BY SCO Admin | February 17 2012 | comments icon 0 COMMENTS     print icon print


Call to ‘take marriage seriously’

— Cardinal O’Brien uses Holy Father’s words to mark Marriage Week in wake of threats to the institution

Cardinal Keith O’Brien has called on Catholics and British society as a whole to ‘take marriage seriously.’

Speaking during International Marriage Week, Cardinal O’Brien said it was more important than ever to fully celebrate the importance of marriage.

His words came as reports this week suggested the British Government is to backtrack on its plan to announce tax breaks for married couples in next month’s budget and as both the Scottish and British Governments face a backlash over their intentions to look at redefining marriage with a view to including same-sex unions.


The cardinal made the comments at St Francis Xavier’s Church in Falkirk last Sunday at a Mass to celebrate the Sacrament of Marriage.

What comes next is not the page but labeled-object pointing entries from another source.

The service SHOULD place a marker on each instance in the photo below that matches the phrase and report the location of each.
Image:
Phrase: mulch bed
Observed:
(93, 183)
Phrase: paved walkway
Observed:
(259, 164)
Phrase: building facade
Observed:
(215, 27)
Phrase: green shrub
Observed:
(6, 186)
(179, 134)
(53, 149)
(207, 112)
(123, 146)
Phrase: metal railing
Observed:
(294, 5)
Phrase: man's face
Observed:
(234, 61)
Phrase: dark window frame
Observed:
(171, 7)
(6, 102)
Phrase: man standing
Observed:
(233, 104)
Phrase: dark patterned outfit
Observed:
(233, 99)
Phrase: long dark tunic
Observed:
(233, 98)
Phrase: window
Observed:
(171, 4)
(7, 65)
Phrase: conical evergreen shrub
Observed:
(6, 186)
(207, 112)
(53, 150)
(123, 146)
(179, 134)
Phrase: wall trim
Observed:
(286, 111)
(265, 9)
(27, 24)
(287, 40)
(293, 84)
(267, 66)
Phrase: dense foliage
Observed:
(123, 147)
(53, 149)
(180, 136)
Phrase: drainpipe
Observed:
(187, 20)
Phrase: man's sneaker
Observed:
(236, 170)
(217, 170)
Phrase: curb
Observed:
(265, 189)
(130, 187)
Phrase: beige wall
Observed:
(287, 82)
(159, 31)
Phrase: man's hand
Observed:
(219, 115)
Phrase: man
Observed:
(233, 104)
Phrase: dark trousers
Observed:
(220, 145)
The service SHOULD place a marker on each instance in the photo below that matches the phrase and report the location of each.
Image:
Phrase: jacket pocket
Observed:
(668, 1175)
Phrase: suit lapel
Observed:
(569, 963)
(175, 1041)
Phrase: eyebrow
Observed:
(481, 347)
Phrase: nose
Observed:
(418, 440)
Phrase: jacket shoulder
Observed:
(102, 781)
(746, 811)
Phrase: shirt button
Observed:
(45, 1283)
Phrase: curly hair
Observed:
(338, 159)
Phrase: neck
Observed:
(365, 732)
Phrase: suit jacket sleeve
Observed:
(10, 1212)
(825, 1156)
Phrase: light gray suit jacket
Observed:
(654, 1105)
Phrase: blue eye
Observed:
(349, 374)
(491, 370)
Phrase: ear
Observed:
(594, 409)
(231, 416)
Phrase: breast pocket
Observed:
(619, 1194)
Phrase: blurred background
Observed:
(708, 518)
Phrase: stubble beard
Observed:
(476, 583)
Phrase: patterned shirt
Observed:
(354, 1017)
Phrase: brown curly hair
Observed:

He used Pope Benedict XVI’s words when he urged society to  ‘take marriage seriously’ before adding his own to explain that was because ‘we realise that in past centuries so many may indeed have taken marriage seriously’ but that is not the case now ‘with the declining number realising the joy of the married state.’

Before blessing a number of young engaged couples and presenting certificates of marriage Catechism to six people, the cardinal told those present that marriage was very much under threat in Scotland from within the Catholic community as well as from secular society.

“We realise how in this present time in our country there are so many who do not take the Sacrament of Matrimony seriously,” he said. “There are increasing numbers of marriage breakdowns; there are those many people who are living together without the help of this blessing of God in the Sacrament of Matrimony; there are those who see other ways of living together which demean the wonderful words of ‘the Sacrament of Matrimony;’ and there are those who do find it very difficult to talk to their children about the beauty of the Sacrament of Matrimony because of some failures real or imagined in their own living out of married life.”

Because of these threats, the cardinal said the Church was placing an ‘ever greater concentration on suitable preparation for marriage’ and to ensure this happened he hoped to see more and more lay marriage Catechists active in parishes.

“At this present time, our ordained priests cannot give enough time to prepare candidates for matrimony and consequently there is a need for trained lay women and lay men to help in this valued apostolate,” he said. “That is why I am more than happy to be able to be here with you this evening to present award certificates following the conclusion of this recent course when the first fully trained group of parish Catechists in marriage are here with us this evening.”

Marriage union

The cardinal also spoke of the teaching of Jesus that ‘unequivocally taught the original meaning of the union of man and woman as the Creator willed from the beginning’ and how that remained the basis of this ‘great sacrament.’

He added the past year provided a fine example of marriage in the modern era in the wedding of the future King and Queen, the Earl and Countess of Strathearn, ‘then Prince William of Wales and Miss Catherine Middleton’ that he attended.

The cardinal spoke of another event from the recent past when thinking of marriage, the 2010 Papal visit when the Pope said: “There are those who would advocate that the voice of religion be silenced.”

The Pope threw out a challenge to each one of us at that time, the cardinal said, and each one of us within us has a duty ‘to proclaim the beauty of the Sacrament of Matrimony’ and to ‘take marriage seriously.’ “

At every level of national life our voices must be heard, that voice of Christian teaching, proclaiming both to those who want to hear and to those who do not want to hear that our standards are those of Jesus Christ and no one will move us from them,” he said.

No tax break

However there were indications this week that the UK Government is not inclined to follow the cardinal’s call. Signs indicate that the chancellor will again decline to give a tax break to married couples in next month’s budget.

Britain is one of the few European countries that fails to recognise marriage in the tax system. In their 2010 manifesto, the Conservatives pledged to introduce a transferable tax allowance worth £150 a year to married couples.

However, this week it was widely reported that Mr Osborne has decided a married couple tax allowance will not feature in the Budget on March 21.

John Deighan, the Scottish bishops’ parliamentary officer, said it was very disappointing news.

“The Church believes there is a duty to support marriage,” he said. “People in society who get married, carry out an obligation that benefits society and to not recognise that is a grave injustice. This seems like the government acting contrary to common good and is another sad example of the war against marriage and the family in this country.”